The leaves (Figures 1B, 1C) are alternate, compound, paripinnate, short petiolate, with a chartaceous texture and approximately 12 cm in length. The leaflets are asymmetric, lanceolate, with an obtuso-mucronate apex, a rounded base, a slightly serrated margin and a reduced petiolule. The mean length was 1.6 cm, while the mean width was 0.3 cm. With regard to veining, the leaflets were classified as actinodromous, in which three or more primary veins diverge radially from a single point.

On the blade of the leaflet, in face view, the cells of the epidermis on both surfaces present anticlinal walls with a slightly wavy form (Figures 1D, 1E). The cuticle is smooth (Figures 1F, 1G) and the stomata are anisocytic and predominantly anomocytic, and restricted to the abaxial surface (Figures 1E, 1G).

In transverse section, the epidermis is uniseriate, consisting of periclinally elongated cells and covered with a slightly thick cuticle (Figures 2A-2D). The stomata are found to be inserted on the same level in relation to the remaining epidermal cells and show evident external cuticular ledges (Figures 2C, 2D).

The mesophyll is dorsiventral, consisting of approximately two layers of palisade parenchyma and six strata of spongy parenchyma. The cells closest to the abaxial side tend to be elongated anticlinally. Collateral vascular bundles are distributed through the mesophyll, with those of medium size having sclerenchymatic caps (pericycle) adjoined to the xylem and the phloem (Figure 2C).

The midrib, in transverse section, is flat on both the adaxial and abaxial surfaces. Subjacent to the adaxial side palisade parenchyma is seen and, on the opposing side, spongy parenchyma. There is a major vascular bundle, ovate and collateral, surrounded in series by sclerenchymatic (pericycle) and crystalliferous sheaths (endoderm), the latter featuring prismatic crystals of calcium oxalate (Figure 2D).
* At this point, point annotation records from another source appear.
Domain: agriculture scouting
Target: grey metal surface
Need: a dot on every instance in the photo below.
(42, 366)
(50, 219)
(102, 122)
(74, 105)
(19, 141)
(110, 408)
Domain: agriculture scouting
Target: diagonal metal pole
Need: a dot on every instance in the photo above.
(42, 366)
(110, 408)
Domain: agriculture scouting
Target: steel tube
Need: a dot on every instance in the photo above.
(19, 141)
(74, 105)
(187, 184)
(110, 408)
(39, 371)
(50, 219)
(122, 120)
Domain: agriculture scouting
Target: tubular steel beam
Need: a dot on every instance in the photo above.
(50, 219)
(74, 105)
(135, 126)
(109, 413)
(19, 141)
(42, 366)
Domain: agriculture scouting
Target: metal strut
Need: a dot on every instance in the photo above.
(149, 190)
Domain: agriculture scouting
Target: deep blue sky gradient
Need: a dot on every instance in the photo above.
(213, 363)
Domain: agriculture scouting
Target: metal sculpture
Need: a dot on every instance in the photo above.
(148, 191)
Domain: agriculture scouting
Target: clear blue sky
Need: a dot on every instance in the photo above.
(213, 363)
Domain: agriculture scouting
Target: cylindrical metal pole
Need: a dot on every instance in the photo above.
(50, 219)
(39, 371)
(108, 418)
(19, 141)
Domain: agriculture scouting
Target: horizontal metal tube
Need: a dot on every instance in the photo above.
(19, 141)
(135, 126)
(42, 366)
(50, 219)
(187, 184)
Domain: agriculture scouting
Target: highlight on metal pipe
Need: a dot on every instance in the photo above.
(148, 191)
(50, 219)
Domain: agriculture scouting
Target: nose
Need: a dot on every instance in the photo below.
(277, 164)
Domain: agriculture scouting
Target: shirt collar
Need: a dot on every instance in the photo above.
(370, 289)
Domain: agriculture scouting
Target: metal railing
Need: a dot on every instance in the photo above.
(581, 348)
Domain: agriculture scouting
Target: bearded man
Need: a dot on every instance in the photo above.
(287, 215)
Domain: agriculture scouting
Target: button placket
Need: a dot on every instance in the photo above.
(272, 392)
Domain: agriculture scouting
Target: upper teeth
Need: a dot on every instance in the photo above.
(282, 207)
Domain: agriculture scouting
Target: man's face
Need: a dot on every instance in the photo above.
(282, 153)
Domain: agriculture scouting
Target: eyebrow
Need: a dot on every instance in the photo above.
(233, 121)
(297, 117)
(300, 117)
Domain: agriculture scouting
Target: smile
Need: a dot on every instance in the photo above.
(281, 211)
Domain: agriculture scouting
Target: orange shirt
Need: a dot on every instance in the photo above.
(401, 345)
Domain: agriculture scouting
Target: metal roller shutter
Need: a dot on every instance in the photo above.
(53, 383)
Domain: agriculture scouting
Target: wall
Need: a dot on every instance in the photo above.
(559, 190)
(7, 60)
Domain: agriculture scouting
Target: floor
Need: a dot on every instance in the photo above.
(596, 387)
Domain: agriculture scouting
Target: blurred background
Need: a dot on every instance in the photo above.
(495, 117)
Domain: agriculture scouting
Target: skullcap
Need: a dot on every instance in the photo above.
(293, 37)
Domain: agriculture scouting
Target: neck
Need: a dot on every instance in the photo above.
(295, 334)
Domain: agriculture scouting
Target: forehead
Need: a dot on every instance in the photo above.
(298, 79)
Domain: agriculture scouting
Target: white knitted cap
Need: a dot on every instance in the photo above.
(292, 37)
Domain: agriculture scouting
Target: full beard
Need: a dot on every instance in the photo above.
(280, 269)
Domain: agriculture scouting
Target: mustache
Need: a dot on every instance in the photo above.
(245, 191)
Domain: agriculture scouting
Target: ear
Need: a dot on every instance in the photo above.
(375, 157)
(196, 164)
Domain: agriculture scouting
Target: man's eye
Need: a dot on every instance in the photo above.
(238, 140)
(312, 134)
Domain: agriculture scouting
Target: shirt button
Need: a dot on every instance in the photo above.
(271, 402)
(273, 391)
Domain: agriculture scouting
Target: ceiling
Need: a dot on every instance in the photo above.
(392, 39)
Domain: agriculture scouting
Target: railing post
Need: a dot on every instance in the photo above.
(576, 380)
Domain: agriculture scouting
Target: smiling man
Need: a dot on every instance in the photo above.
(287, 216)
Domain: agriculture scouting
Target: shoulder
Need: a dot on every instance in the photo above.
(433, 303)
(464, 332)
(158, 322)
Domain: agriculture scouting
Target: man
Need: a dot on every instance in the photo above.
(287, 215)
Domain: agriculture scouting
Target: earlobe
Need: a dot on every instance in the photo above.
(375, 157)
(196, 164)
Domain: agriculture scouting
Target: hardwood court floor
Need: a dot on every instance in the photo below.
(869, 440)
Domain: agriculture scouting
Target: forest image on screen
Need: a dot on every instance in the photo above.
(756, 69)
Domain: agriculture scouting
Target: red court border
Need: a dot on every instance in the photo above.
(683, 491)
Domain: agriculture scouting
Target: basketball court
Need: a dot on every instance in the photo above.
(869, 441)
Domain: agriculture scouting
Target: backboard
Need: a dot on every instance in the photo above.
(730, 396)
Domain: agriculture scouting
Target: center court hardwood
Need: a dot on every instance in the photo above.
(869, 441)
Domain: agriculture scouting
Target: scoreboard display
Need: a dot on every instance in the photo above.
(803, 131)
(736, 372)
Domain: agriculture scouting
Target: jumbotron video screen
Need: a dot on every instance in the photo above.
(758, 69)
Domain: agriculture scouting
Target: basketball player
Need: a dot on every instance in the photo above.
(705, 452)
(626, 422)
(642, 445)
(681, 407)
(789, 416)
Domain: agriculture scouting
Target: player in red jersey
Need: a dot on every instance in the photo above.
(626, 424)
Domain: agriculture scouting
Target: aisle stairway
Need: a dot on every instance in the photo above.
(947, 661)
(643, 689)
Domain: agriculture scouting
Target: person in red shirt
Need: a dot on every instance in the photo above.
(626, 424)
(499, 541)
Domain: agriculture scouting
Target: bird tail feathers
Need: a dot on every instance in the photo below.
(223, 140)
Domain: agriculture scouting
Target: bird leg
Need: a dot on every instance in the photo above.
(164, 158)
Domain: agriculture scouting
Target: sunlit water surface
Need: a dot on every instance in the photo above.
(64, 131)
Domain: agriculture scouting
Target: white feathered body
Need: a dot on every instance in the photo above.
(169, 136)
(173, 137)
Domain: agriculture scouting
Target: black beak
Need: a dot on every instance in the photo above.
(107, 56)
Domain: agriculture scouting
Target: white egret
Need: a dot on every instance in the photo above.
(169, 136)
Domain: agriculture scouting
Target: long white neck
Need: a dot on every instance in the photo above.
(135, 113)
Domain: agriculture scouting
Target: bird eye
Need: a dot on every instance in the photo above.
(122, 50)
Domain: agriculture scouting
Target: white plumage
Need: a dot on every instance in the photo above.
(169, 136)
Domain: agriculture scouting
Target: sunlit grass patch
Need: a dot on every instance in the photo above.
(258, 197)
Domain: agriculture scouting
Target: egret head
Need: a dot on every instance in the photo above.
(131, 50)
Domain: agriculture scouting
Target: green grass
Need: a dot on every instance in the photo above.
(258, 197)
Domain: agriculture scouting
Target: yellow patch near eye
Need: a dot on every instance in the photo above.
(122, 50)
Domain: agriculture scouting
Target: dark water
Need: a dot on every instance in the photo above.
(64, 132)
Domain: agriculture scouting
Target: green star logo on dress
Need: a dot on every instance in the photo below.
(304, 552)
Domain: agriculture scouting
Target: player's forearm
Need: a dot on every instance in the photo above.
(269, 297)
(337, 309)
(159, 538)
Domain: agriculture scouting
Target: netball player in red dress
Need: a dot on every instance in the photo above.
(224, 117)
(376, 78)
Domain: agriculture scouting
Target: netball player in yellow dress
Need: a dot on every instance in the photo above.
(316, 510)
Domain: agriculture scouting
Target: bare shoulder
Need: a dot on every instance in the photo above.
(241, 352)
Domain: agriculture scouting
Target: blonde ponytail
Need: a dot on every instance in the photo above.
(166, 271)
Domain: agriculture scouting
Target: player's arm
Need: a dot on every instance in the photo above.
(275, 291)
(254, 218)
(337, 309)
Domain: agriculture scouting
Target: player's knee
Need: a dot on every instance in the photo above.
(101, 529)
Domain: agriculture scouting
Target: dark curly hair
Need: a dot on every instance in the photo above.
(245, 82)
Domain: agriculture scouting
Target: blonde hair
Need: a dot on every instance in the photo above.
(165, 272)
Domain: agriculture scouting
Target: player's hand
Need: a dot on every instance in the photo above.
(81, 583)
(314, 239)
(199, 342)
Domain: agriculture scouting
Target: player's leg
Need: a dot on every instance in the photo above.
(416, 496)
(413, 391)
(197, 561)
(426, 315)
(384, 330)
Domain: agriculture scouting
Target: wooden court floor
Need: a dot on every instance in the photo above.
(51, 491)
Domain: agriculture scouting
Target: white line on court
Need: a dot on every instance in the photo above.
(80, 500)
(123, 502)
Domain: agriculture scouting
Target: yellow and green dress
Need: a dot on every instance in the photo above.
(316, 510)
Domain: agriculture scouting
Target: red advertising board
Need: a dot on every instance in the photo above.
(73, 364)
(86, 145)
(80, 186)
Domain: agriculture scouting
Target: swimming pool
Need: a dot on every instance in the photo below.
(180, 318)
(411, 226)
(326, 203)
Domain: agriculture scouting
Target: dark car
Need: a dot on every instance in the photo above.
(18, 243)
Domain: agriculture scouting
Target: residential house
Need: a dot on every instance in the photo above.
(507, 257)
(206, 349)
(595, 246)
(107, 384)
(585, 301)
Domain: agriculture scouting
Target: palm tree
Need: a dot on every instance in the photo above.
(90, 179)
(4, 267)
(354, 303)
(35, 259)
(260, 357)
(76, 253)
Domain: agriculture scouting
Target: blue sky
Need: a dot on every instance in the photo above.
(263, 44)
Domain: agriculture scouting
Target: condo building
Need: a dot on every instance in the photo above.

The rachis, in transverse section, presents a concave-convex shape, with small lateral projections from the adaxial side, each with an accessory bundle (Figure 2G). The cuticle is thick, forming cuticular flanges and covering the uniseriate epidermis (Figure 3A). A collateral vascular bundle with a cylindrical arrangement is noted, surrounded by a prominent sclerenchymatic sheath (Figures 2G, 3A).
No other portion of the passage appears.